Recipe For Quiche Lorraine With Half And Half
Drain on paper towels then chop coarsely.
Recipe for quiche lorraine with half and half. I prefer half and half as all heavy cream is very rich but smooth and silky too. Photo 8 pour the egg mixture photo 9 in and finish with some extra cheese and onions greens photo 10. Whisk together beaten eggs and next 5 ingredients.
Drain on paper towels. 2 tablespoons butter 4 large eggs 1 1 4 cups half and half cream 1 8 teaspoon pepper. When the crust is done baking add the bacon and onions.
Bake 35 minutes quiche is cooked when a knife. Unfortunately using all milk doesn t not work as well in this recipe. Sprinkle green onions over bacon.

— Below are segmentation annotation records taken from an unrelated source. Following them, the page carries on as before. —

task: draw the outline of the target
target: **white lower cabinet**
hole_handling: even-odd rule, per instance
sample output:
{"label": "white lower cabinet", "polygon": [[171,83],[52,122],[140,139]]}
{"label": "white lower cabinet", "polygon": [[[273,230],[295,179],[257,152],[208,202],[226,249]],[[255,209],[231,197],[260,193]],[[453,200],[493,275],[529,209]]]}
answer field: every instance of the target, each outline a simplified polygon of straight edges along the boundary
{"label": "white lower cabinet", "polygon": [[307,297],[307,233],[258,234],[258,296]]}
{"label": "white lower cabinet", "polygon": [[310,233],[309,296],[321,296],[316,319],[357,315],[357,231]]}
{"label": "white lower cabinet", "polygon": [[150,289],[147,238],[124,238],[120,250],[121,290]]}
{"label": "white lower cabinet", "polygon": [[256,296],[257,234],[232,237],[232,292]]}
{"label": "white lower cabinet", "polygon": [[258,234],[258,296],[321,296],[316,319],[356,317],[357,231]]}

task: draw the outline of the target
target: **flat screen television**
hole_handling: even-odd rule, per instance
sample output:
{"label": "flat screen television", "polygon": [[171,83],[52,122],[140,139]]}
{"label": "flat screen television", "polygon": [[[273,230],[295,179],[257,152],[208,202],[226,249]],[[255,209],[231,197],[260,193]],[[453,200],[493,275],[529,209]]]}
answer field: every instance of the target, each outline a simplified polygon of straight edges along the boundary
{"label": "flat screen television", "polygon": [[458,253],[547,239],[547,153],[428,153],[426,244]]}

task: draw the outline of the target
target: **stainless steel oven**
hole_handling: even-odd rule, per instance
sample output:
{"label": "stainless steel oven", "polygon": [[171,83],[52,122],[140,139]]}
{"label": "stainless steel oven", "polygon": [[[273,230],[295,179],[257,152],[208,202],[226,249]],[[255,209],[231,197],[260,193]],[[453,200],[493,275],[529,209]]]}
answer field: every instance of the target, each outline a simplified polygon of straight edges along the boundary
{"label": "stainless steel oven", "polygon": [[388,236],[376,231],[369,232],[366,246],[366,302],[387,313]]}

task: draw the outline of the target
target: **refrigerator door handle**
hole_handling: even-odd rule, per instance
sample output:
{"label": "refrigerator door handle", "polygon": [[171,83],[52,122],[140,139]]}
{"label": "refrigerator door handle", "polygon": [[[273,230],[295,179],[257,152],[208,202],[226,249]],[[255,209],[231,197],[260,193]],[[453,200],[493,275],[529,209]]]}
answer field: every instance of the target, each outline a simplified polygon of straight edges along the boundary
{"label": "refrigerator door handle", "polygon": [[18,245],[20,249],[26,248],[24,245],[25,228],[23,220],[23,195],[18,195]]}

Line 9 inch pie plate. Cut in butter with pastry blender or fork until mixture resembles coarse crumbs. Quiche filling can be made with all half and half all heavy cream or a combination of half cream and half milk.
Bake for 30 40 minutes and allow to rest on a wire rack. Shape dough into a ball. Sprinkle bacon over bottom of pie shell.
Sprinkle bacon cheese and onion into pastry shell. Transfer the onion to the pie shell. Preheat the oven to 350 f.